Paris (awp/afp) - Les Bourses mondiales reculaient jeudi lors d'une séance marquée par la publication des résultats d'entreprises pour le troisième trimestre dont une partie des géants technologiques américains. Les investisseurs sont restés prudents après la baisse des taux de la Réserve fédérale mercredi, la BCE optant elle une nouvelle fois pour le statu quo monétaire.

A Wall Street, le S&P 500 perdait 0,39% peu avant 18h00 et le Nasdaq, indice à dominante technologique 0,89% au lendemain de son quatrième record en clôture d'affilée. Le Dow Jones, indice davantage industriel, prenait quant à lui 0,35%.

En Europe, les Bourses de Londres (+0,04%), de Francfort (-0,02%) et de Milan (-0,09%) sont restées à l'équilibre, tandis que Paris a reculé de 0,53%. La Bourse suisse a elle aussi vu son indice phare SMI (-0,04%) terminer tout proche du point neutre.

"L'orientation des valeurs technologiques américaines domine les marchés aujourd'hui (jeudi, NDLR)", commente David Kruk, responsable du trading de La Financière de l'Échiquier. Parmi les principales, l'action de Meta (Facebook, Instagram, WhatsApp) chutait de près de 10% à New York, plombée par la perspective d'investissements toujours plus massifs dans la course à l'intelligence artificielle (IA) générative.

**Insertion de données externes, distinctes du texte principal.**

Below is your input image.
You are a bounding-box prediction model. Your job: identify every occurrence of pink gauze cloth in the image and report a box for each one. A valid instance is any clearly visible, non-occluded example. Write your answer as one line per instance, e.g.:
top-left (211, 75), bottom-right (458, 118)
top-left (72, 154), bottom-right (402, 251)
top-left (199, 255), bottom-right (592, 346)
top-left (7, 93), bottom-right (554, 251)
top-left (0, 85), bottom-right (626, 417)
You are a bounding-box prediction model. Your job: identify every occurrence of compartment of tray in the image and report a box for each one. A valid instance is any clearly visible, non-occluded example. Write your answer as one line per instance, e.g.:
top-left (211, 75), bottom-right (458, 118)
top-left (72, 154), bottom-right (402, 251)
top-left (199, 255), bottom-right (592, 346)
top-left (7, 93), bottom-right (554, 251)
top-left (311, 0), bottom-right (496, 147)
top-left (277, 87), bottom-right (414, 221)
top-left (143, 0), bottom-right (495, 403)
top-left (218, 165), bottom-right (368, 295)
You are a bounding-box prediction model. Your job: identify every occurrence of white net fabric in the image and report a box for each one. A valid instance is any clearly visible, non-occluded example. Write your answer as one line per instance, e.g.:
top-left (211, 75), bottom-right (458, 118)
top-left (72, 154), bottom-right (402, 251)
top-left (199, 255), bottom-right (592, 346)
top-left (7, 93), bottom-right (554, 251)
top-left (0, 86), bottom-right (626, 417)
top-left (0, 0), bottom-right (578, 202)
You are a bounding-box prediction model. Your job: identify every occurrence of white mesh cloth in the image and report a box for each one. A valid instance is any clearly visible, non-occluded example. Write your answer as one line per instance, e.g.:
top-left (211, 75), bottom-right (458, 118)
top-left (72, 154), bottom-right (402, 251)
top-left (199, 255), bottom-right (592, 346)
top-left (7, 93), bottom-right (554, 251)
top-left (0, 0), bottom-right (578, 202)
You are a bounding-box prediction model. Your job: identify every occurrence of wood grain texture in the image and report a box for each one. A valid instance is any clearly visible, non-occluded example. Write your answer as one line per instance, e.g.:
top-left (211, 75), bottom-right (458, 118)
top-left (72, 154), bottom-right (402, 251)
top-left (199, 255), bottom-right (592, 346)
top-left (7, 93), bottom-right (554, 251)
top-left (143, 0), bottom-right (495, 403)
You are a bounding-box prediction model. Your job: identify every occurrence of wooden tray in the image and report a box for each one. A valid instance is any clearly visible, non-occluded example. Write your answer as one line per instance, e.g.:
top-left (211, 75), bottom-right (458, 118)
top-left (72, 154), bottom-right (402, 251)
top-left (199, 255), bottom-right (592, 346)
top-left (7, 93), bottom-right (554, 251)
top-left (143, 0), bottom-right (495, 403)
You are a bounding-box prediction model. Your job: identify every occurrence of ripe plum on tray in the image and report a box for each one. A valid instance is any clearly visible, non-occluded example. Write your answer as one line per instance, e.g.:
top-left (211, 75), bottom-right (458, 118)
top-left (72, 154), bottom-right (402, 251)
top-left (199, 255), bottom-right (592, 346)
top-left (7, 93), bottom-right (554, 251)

"Lorsqu'une entreprise fait beaucoup d'investissements, elle utilise davantage sa trésorerie" et les investisseurs peuvent s'attendre à moins bénéficier de la redistribution des richesses, explique David Kruk. "Ce qui fait baisser les titres technologique sur la séance c'est davantage les questions qui se posent autour de la rentabilité des investissements que sur les faits, parce que c'est une saison des résultats solide", poursuit-il.

Par ailleurs à la cote américaine, Microsoft reculait de 3,03% vers 16H50 GMT, en dépit de résultats meilleurs que prévu au premier trimestre de son exercice comptable décalé, qui ont mis en évidence l'appétit toujours insatiable de ses clients pour l'informatique à distance (cloud) et l'IA.

"Des prises de bénéfices sont aussi à l'oeuvre. Le secteur technologique tire les performances des indices américains qui sont à leurs plus hauts et c'est une respiration en fin de mois qui aidera les marchés à rester hausse par la suite", souligne encore David Kruk. Les projecteurs seront braqués sur les résultats d'Apple et d'Amazon jeudi après la clôture des marchés américains.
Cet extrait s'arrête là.